一方で、前年からの伸び率を比較してみると、最も伸びたのは香川県の69.5%。次いで、岡山県、福島県、愛媛県、群馬県、島根県、青森県、佐賀県、宮崎県、長野県と続きます。
香川県の伸び率がトップというのは意外な結果と思われるでしょう。香川県にある高松空港は、ソウル、上海、台北、香港からの国際線があり、東京、札幌、沖縄への国内線がつながっています。このハブ空港としての機能が充実してきた高松空港の存在が香川県への誘客につながっていると考えられます。第2位の岡山県は、瀬戸内海を挟んで対岸にある県。高松空港を中心にして瀬戸内海や四国をまわる観光ルートが定着しつつあるのかもしれません。
地方へのインバウンド波及が加速
都道府県別外国人延べ宿泊者数構成比をみると、ひとことで訪日外国人旅行者といっても、出身地によってその傾向が異なります。
欧米の国々(アメリカ、カナダ、イギリス、オーストラリア等)からの旅行者の宿泊地は、第1位は東京、第2位は京都で、ほぼ共通です。ですが、東アジア(韓国、中国、香港、台湾)からの旅行者の宿泊地はさまざま。東京と大阪の割合が多いのは共通していますが、上位5位までの並び順には国ごとの特徴が現れています。

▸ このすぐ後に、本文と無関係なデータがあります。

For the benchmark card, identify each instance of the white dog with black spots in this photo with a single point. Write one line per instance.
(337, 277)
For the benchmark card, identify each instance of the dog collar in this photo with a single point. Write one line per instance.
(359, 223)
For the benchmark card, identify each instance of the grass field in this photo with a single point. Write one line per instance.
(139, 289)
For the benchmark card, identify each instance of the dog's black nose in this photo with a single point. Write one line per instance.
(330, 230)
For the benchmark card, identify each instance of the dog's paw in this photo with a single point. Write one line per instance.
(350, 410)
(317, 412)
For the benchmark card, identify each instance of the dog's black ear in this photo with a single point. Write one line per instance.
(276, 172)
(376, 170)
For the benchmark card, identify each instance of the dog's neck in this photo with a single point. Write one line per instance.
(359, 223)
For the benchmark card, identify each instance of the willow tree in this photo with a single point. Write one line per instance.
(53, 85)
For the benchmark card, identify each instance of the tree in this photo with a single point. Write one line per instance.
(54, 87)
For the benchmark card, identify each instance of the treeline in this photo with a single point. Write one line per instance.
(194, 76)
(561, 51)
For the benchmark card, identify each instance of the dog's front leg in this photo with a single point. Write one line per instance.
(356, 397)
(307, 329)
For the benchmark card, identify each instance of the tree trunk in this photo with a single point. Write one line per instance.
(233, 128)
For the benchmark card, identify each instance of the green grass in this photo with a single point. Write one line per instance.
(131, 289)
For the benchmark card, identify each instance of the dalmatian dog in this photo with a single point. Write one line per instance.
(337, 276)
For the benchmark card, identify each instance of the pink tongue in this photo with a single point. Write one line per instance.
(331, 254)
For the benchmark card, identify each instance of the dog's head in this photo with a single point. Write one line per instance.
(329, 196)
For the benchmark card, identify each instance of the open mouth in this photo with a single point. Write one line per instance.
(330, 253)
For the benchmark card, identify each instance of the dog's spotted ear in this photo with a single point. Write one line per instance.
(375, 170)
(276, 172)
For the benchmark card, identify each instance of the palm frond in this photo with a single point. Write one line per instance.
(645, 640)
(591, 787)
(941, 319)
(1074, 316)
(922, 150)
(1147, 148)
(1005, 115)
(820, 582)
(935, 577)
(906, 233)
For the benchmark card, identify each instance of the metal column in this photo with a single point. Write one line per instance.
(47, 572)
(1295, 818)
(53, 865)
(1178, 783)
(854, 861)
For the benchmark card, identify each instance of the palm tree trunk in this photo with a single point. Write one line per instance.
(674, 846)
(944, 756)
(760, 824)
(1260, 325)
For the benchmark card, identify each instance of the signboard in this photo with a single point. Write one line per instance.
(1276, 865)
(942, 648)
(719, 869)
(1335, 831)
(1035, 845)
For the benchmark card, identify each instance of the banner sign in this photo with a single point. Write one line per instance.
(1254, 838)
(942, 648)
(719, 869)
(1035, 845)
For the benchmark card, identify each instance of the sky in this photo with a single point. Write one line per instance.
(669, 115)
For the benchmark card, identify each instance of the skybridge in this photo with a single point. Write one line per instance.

上位5位以外の割合が約3割以上を占めているのは、地方を訪れるリピーター客が多い東アジアからの旅行者の傾向といえるでしょう。そのせいもあってか、三大都市圏と地方部の外国人延べ宿泊者数の伸び率を比較すると、三大都市部の4.8%に対して、地方部は13.2%とその伸び率が顕著です。
政府の観光ビジョンでは、外国人延べ宿泊者数の地方部の割合を、2020年までに50%まで高めるという目標を掲げています。さらに2030年には三大都市圏との比率を逆転させ、地方部を 60%とすることを目指しています。
2016年の訪日外国人旅行者数は2,400万人を超え、その約6割が日本を訪れるのが2回目以上というリピーター客。旅行者数だけをみれば、現状はまだまだ三大都市圏の割合が大きいですが、今後、リピーターの割合が拡大していくにつれ、日本のインバウンド観光の地方への波及が、これらのデータからも読み取ることができます。